Trump rechaza acuerdo con Irán y sacude mercados globales de energía y alimentos
La tensión entre EE.UU. e Irán escala y golpea petróleo, costos logísticos y precios agrícolas, con impacto directo en América Latina y el comercio global.
En medio de un frágil alto el fuego, el presidente de Estados Unidos, Donald Trump, rechazó el 10 de mayo la última propuesta de paz de Irán, calificándola como "totalmente inaceptable", lo que profundiza la incertidumbre global y dispara riesgos sobre los mercados energéticos y agrícolas, clave para América Latina.
La decisión llega tras diez semanas de conflicto que ya dejó miles de muertos y generó un fuerte impacto en el comercio global.

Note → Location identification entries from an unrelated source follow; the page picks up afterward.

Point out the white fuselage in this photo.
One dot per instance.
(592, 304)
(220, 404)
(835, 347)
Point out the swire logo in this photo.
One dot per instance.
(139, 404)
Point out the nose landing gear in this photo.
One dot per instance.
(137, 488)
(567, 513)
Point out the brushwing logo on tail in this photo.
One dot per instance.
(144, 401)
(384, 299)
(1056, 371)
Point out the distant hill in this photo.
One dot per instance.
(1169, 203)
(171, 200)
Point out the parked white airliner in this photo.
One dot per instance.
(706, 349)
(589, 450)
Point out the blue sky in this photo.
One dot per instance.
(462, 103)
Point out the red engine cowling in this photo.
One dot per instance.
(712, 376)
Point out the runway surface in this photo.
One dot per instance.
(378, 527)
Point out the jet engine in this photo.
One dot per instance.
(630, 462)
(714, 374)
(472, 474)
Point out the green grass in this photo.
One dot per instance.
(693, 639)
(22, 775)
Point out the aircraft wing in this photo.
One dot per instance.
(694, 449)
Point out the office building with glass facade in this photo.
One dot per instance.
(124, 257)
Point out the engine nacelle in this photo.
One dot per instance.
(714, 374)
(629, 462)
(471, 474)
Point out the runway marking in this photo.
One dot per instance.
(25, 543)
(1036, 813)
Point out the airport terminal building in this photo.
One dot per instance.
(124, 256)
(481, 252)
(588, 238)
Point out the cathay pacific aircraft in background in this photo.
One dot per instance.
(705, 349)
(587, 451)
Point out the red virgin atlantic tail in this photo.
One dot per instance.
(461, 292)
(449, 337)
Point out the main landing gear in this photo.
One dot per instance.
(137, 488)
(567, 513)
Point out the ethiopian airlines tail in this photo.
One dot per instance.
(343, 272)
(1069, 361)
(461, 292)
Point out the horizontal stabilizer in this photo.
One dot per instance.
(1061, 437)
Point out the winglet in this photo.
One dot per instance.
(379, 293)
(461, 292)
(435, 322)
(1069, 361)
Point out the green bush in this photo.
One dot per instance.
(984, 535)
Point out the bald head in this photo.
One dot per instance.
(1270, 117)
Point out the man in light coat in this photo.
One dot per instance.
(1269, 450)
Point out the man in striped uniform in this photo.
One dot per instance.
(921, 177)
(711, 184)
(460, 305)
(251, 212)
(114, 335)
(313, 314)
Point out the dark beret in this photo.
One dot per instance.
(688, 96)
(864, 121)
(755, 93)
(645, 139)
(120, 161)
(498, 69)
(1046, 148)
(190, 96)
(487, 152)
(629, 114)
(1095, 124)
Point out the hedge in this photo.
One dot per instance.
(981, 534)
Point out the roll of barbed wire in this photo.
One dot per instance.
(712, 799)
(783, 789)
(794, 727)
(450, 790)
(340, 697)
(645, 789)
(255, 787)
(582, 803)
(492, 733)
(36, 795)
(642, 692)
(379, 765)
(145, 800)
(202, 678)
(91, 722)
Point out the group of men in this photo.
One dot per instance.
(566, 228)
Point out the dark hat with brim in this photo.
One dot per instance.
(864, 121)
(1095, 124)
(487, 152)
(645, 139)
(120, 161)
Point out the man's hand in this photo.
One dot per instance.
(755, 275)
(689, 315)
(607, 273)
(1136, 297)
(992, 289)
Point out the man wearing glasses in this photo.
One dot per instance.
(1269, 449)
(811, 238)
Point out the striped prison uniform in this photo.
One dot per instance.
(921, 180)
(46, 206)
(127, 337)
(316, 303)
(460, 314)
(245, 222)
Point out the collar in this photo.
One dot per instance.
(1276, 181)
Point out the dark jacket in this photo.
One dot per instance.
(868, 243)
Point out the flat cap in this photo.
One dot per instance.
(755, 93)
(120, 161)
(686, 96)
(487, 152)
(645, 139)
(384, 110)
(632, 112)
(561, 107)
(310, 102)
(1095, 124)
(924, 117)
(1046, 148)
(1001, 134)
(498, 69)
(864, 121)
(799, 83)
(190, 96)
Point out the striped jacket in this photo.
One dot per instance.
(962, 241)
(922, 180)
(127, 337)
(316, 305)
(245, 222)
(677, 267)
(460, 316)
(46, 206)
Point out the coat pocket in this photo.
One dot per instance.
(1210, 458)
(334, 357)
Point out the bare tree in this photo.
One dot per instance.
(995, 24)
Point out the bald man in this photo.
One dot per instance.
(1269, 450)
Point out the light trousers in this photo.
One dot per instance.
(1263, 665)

Irán propuso transferir parte de su uranio enriquecido a un tercer país, pero rechazó desmantelar sus instalaciones nucleares, mientras que Washington exige mayores concesiones.
El nuevo episodio tensiona uno de los puntos más sensibles del comercio mundial: el Estrecho de Ormuz, por donde circula cerca del 20% del petróleo global. La posibilidad de interrupciones en esta vía estratégica mantiene en alerta a los mercados, con subas en los precios del crudo y del gas que rápidamente se trasladan a los costos de producción agrícola.
Para América Latina, el impacto es doble. Por un lado, países exportadores como Brasil y Argentina podrían beneficiarse de precios más altos en commodities agrícolas, impulsados por el encarecimiento de la energía y los fertilizantes. Por otro, los productores enfrentan mayores costos operativos, especialmente en insumos clave como urea y fosfatos, cuya producción depende fuertemente del gas natural.
Analistas internacionales advierten que el rechazo de Trump coloca al mercado en modo "risk-off", con fortalecimiento del dólar y presión sobre las economías emergentes. Esto podría afectar la competitividad exportadora de la región y generar volatilidad en los precios internacionales.
En paralelo, el conflicto sigue mostrando señales de fragilidad. En las últimas horas, ataques con drones en el Golfo Pérsico y tensiones militares en la región refuerzan el escenario de incertidumbre. Incluso aliados de EE.UU. como Israel advierten que la guerra "no ha terminado".
El gigante petrolero Saudi Aramco ya anticipó que, incluso si se reabre completamente el Estrecho de Ormuz, el mercado tardará meses en normalizarse, lo que prolongaría la presión sobre los precios energéticos y, por efecto cascada, sobre la seguridad alimentaria global.
En este contexto, el agro mundial vuelve a quedar en el centro de la escena geopolítica. La combinación de energía cara, logística incierta y tensiones comerciales redefine las cadenas de valor agrícolas, donde América Latina aparece tanto como oportunidad exportadora como región vulnerable a la volatilidad global.